Bringing up the rear of BAMCinematek’s Wesley Snipes retrospective is the prophetic multi-hyphenate action-sci-fi-dark comedy Demolition Man , directed by Marco Brambilla, from a script by Heathers co-writer Daniel Waters. Snipes plays crime lord Simon Phoenix as every suburbanite’s living nightmare: a life-long “street kid” who has aged into a man devoid of empathy, armed with incredible strength, and oozing charisma. Phoenix rules near-apocalyptic Los Angeles with acts of domestic terrorism, carried out by a rogue’s gallery of similar sorts. Just to give you an idea: buses, if they’re running at all, are a favorite bartering chip of these no-goodniks.
With the city under siege, the rule of law has been abandoned by all but one man: LAPD Sergeant John Spartan, played by Sylvester Stallone. Supercop finds apex adversary in “superpredator,” and vice versa. But when Spartan finally makes his 12-point collar, we catch a glimpse of the shape of things to come. The court system, mysteriously all-powerful amid the apparent chaos, sentences Phoenix to a kind of living death penalty in the form of cryogenic stasis.
In the ensuing decades, while public enemy number one languishes in cold storage, Los Angeles undergoes a baptism by earthquake (if only) and emerges anew as “San Angeles,” a megapolis stretching from Santa Barbara to the Mexico border. This once-smouldering cesspool has blossomed into the safest space imaginable: a human terrarium, composed of sleek, brutal façades, perfectly-manicured green spaces, and self-driving cars. Generations of overzealous punishment for “quality of life crimes”—swearing, watching violent films—have ushered forth a new era of peace and prosperity, and every restaurant is a Taco Bell.
Then Phoenix comes up for parole, breaks out of prison, and things get interesting again. San Angelinos, many too young to recall the “bad old days,” fall before the conquering villain just like old times. Phoenix wreaks havoc upon the affluent, mildly fascist city state, giving a hotfoot to the jackboot of “law and order.”

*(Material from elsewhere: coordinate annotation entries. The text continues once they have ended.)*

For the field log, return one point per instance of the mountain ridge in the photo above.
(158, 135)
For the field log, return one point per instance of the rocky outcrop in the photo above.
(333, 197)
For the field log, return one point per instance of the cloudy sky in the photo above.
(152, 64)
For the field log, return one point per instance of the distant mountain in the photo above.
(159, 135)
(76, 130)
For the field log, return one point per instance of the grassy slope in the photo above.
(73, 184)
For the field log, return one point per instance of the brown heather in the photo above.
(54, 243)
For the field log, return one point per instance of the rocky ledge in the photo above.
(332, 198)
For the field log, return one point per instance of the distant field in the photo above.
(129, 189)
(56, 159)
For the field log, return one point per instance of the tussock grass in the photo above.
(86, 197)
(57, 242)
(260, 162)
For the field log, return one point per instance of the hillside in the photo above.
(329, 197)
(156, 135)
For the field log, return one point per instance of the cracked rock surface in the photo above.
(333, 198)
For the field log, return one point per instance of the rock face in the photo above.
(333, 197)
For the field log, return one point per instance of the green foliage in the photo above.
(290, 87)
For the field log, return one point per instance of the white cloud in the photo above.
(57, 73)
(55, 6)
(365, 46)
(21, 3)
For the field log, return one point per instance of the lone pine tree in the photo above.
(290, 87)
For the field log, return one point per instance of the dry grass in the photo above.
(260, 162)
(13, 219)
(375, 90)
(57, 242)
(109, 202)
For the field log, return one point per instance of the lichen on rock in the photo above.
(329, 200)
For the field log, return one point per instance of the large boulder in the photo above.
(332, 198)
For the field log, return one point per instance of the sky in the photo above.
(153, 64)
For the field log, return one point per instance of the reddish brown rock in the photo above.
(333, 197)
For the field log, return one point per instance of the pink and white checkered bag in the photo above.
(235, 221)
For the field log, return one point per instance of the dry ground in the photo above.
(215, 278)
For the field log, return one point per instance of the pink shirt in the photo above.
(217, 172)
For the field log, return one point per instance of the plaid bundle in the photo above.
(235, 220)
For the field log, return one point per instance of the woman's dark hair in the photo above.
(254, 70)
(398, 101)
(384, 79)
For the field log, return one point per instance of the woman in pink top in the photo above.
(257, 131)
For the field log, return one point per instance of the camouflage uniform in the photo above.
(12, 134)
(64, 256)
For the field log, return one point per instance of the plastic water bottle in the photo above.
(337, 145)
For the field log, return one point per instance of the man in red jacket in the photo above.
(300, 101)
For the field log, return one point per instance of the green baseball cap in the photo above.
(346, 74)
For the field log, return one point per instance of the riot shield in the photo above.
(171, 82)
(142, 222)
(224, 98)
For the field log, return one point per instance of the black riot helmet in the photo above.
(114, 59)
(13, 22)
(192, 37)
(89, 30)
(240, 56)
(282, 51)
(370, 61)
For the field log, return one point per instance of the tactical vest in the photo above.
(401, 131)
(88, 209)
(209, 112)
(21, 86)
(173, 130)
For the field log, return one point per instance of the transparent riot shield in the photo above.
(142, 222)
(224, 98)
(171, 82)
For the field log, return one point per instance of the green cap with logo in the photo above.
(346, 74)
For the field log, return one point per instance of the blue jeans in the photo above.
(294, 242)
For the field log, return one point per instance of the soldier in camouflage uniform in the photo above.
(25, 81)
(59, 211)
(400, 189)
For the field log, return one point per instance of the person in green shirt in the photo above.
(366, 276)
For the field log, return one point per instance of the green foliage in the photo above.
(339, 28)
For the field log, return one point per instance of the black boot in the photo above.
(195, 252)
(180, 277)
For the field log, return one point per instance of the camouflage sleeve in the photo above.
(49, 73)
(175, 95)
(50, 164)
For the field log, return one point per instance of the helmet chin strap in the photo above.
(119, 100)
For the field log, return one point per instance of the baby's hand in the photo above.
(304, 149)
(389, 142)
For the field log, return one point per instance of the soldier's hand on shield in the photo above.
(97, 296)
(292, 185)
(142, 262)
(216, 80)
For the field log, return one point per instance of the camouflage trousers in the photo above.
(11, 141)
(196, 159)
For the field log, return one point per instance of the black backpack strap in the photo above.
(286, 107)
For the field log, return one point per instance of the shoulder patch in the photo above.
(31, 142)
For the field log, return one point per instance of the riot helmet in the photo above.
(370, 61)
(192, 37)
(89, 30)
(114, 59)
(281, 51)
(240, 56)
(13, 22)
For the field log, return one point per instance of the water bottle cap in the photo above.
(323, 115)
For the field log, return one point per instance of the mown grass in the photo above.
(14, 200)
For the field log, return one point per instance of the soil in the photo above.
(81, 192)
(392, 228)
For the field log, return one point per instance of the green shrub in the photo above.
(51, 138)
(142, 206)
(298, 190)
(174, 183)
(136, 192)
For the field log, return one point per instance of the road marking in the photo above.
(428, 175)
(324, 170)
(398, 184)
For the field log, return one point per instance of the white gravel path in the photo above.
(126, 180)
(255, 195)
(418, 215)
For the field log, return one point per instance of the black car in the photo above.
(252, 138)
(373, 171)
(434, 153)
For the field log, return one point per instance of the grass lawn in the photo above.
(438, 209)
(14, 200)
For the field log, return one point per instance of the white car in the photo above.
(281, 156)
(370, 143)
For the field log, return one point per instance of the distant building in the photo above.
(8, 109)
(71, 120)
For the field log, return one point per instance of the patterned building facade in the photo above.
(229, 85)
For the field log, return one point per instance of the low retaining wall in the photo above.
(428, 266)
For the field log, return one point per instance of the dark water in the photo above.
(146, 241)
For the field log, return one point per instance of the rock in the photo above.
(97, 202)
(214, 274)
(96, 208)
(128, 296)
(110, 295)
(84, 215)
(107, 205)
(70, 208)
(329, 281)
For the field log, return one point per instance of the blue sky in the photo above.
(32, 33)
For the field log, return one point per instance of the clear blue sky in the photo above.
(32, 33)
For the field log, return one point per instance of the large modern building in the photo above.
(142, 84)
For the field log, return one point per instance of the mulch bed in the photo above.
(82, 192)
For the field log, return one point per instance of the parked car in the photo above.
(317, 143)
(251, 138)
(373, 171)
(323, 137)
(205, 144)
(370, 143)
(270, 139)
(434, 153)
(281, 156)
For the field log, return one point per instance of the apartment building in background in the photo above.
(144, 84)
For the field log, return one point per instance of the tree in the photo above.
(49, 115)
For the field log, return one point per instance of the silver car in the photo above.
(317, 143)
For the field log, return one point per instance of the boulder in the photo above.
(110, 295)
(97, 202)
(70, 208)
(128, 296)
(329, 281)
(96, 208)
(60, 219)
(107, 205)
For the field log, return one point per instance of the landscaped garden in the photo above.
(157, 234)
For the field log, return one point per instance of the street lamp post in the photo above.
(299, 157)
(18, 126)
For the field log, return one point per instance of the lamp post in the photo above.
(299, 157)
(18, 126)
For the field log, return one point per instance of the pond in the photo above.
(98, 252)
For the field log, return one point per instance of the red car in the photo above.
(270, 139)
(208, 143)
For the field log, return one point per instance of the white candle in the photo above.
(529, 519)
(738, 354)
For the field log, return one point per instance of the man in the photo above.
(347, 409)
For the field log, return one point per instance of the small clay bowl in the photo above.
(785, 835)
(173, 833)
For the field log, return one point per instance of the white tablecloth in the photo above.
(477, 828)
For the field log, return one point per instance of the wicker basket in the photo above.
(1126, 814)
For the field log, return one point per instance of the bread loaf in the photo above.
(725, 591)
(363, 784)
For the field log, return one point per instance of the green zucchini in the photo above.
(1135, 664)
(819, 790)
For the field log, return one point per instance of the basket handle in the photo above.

Snipes is a perfect foil for Stallone’s cop shtick, with plenty of combat training and comedic timing to go toe-to-toe with Blockbuster royalty. One could be forgiven for dropping the storyline of the film’s actual protagonist, Sergeant Spartan, and his perpetual “gun-shooting face.” Win or lose, the ensuing cat-and-mouse chases and boss-level blow-outs belong to Phoenix, bad guy be damned. His sinister admixture of levity, curiosity, and hair-trigger mania secure Demolition Man a place among the greatest works of satire put to screen.